Do that and you should come out okay, but trusting anyone, yourself included, is a big no-no. In fact, you’re probably the person you should least trust, since you are the one who got yourself in this fix in the first place.
Hell naw, fuck that shit. They paid for the wedding because they wanted to. Don’t give them shit. I guarantee you this woman isn’t going to cut you any slack. Keeo what you can and move on.
So NOW you have a sense of duty and honor? Why are these hoes playing you like a pawn shop guitar? You are basically Scarlet O’hara in this story. You are 32, you are gonna have to man up if you want a woman to respect you and not walk all over you. I’m married and I don’t spend alone time with women who aren’t my wife. What if this kid isn’t even yours?
I’m still trying to figure out if he fucked this chick or not. It’s still bad either way, but his wife really can’t complain about shit since she went ahead and married this dude without knowing all his shit.
SRK members spend enough time reading stories about the absolute worst case scenarios in divorce court so don’t bother getting a lawyer and just listen to whoever on here sounds the most confident about what they are saying.
I agree with the notion that if she is so quick to accuse you of shit and already wants a divorce then she’s probably not worth it. Rethink the entire relationship in general. Has she really seemed like someone worth keeping? That’s something you have to figure out on your own. As for paying the family back I understand you probably feel bad about them wasting that much money but ultimately it was their own money and they decided to spend it on their little girl’s special day. It’s not your responsibility to pay them back. If you feel you must then you can surely pay them back in some other way.

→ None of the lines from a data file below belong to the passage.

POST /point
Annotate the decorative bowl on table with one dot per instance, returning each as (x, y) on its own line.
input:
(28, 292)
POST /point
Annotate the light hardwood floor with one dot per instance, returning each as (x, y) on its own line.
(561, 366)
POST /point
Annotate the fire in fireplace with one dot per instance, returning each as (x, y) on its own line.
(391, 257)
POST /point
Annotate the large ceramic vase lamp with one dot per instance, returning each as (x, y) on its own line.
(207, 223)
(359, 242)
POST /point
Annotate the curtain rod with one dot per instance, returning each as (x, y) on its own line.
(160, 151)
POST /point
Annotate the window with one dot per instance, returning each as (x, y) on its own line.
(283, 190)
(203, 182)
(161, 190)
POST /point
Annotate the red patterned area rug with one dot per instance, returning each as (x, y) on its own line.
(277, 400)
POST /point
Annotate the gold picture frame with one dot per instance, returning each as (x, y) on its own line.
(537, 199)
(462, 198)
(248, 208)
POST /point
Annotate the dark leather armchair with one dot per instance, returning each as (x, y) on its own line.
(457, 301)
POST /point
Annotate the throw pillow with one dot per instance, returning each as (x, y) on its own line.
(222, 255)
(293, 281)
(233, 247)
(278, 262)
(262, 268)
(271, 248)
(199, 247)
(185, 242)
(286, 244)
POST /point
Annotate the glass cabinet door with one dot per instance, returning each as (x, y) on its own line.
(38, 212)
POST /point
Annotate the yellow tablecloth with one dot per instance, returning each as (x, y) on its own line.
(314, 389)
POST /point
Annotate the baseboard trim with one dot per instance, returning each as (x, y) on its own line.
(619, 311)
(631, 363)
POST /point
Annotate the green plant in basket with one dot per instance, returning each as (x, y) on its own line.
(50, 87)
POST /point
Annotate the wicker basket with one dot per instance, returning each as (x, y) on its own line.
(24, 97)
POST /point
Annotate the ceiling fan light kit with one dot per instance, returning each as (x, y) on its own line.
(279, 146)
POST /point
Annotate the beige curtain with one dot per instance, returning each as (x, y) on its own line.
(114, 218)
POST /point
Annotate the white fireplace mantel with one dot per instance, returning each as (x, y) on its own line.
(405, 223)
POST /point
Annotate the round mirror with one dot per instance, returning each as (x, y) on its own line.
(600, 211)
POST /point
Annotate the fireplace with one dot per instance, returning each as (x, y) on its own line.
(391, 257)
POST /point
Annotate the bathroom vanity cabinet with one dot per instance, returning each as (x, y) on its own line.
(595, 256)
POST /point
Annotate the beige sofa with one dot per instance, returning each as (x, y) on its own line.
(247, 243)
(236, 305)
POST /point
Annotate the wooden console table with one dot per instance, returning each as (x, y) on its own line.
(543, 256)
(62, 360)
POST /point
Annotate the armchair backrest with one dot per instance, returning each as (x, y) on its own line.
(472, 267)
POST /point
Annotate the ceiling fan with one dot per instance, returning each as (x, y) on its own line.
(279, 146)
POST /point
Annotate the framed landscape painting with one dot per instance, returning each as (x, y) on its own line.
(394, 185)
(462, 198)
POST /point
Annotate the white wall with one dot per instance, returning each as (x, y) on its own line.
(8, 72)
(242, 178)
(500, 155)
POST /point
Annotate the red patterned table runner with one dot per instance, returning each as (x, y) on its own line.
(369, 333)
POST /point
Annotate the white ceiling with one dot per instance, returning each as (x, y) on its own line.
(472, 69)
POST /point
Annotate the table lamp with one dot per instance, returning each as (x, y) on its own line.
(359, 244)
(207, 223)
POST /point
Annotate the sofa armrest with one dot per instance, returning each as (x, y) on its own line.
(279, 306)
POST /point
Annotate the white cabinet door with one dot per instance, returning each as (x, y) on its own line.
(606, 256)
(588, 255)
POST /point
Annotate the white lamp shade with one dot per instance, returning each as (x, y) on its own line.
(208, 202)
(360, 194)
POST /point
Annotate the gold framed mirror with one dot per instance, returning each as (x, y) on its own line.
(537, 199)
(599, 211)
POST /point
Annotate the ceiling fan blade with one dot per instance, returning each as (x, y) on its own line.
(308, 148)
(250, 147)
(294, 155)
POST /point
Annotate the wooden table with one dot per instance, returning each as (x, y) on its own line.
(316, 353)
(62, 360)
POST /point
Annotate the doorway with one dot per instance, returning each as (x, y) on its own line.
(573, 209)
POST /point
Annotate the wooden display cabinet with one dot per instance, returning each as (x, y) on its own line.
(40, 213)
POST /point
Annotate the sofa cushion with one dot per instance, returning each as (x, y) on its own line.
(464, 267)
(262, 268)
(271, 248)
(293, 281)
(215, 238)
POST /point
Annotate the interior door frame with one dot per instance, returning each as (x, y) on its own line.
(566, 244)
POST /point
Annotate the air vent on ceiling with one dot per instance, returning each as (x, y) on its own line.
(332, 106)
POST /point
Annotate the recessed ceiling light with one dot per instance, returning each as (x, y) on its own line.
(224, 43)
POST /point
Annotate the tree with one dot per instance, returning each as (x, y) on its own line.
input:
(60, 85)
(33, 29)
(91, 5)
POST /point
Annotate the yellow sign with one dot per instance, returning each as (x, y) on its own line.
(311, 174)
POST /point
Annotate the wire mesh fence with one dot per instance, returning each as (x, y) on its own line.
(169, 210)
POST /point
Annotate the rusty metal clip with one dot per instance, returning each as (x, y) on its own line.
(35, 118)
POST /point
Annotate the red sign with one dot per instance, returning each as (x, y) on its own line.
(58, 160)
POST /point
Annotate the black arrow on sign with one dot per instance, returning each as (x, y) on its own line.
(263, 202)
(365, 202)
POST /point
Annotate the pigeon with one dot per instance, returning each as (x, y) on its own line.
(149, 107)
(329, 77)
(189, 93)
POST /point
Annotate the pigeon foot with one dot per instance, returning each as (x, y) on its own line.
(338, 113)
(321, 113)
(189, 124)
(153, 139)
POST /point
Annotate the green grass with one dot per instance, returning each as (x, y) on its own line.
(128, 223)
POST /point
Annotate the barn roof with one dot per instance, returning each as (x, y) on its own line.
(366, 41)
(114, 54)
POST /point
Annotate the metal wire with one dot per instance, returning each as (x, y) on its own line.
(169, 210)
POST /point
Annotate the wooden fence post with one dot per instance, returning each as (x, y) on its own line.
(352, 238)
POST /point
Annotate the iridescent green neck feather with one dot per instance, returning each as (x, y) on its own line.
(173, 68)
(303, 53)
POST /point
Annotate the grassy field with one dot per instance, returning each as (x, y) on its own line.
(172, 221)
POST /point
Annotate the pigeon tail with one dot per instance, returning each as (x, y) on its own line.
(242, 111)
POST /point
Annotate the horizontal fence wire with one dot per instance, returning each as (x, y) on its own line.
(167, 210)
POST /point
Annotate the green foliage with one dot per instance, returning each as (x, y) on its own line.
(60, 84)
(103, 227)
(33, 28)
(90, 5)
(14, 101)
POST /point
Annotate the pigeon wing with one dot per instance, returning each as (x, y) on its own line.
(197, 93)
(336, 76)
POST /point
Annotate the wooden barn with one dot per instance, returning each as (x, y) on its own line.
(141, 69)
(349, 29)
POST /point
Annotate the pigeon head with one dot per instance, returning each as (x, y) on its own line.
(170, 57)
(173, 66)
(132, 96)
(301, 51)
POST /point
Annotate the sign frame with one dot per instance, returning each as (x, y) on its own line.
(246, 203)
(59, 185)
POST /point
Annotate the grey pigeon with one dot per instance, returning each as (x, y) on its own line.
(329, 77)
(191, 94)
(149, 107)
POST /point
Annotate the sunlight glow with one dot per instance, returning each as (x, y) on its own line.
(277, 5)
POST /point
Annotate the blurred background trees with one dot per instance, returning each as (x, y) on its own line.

As for the pending fatherhood. Keep your butthole tight and hope the test comes out good.
Ummm… no. I’m actually living the shit. And I can tell you all the things I did wrong that I wish I did right. One of them was trying to appease people and being selfless. You cannot do that in a divorce, no matter how wrong you are. Family courts will fuck you.
Pherai trollin. Don’t do that shit man, dude is making enough mistakes as it is on his own.
I’m not calling anyone out specifically (I didn’t even read the second page of this thread), but there is really only one good piece of advice this dude needs and thats to lawyer up. It’s hard for me to even believe someone who thought it was a good idea to talk through his legal woes on a video game forum isn’t a troll.
Not a troll in the slightest. Just thought I’d share with some strangers before I share with the actual people in my life.
This sucks and lots of people with similar interests go through same shit in life.
That’s all. It sucks and truly both women are hurt and I’m just wanting to hear what people have gone through.
Cause truthfully, I could never of dreamed of this drama in my entire life.